So that is Jondo in a nutshell. How best to use JonDo to maintainyour privacy is the subject of the belowdiscussion. In order toexplain this as simply as possible I will describe an internetcommunication performedunsecurely, and then the same one donesecurely using JonDo.

Example (unsecure)
1. I go to google in chrome and type a search for 'hid grow bulbs'. Now google knows that my gateway IP performed this search, which it may log along with my gateway IP that identifies me via my ISP. (Also, if I am logged into any google service at the time of my search google will also have that information to pair with my IP.)

2. I click a link for one of the results, for example http://www.getmesomebudsquickorilldi...ghtingmain.htm, which sends getmesomebudsquickorilldie.com a request for its main lighting html page 'lightingmain.htm'. getmesomebudsquickorilldie now knows my gateway IP and if they are ever raided by law enforcement I can be identified via any logs they keep, along with the easy cooperation of my ISP. Then I go further and actually log into my getmesomebudsquickorilldie account using my account info with them.
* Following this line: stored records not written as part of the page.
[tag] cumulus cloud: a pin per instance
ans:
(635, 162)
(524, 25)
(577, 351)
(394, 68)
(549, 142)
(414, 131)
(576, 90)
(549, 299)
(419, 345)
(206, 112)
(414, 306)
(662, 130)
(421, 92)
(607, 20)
Now they don't even need my ISP to find out who I am. They have my account info (including my address) and its now linked to my IP, making LE's job that much easier.

Example (secure)
1. I run jondo and run firefox using the jondofox profile (or just configure my browser to use the jondo app as my proxy).

2. I go to google and type a search for 'hid grow bulbs'. The IP address that google logs for my search is the IP of the final server in the cascade, and as long as I am not logged into any google services I am currently anonymous.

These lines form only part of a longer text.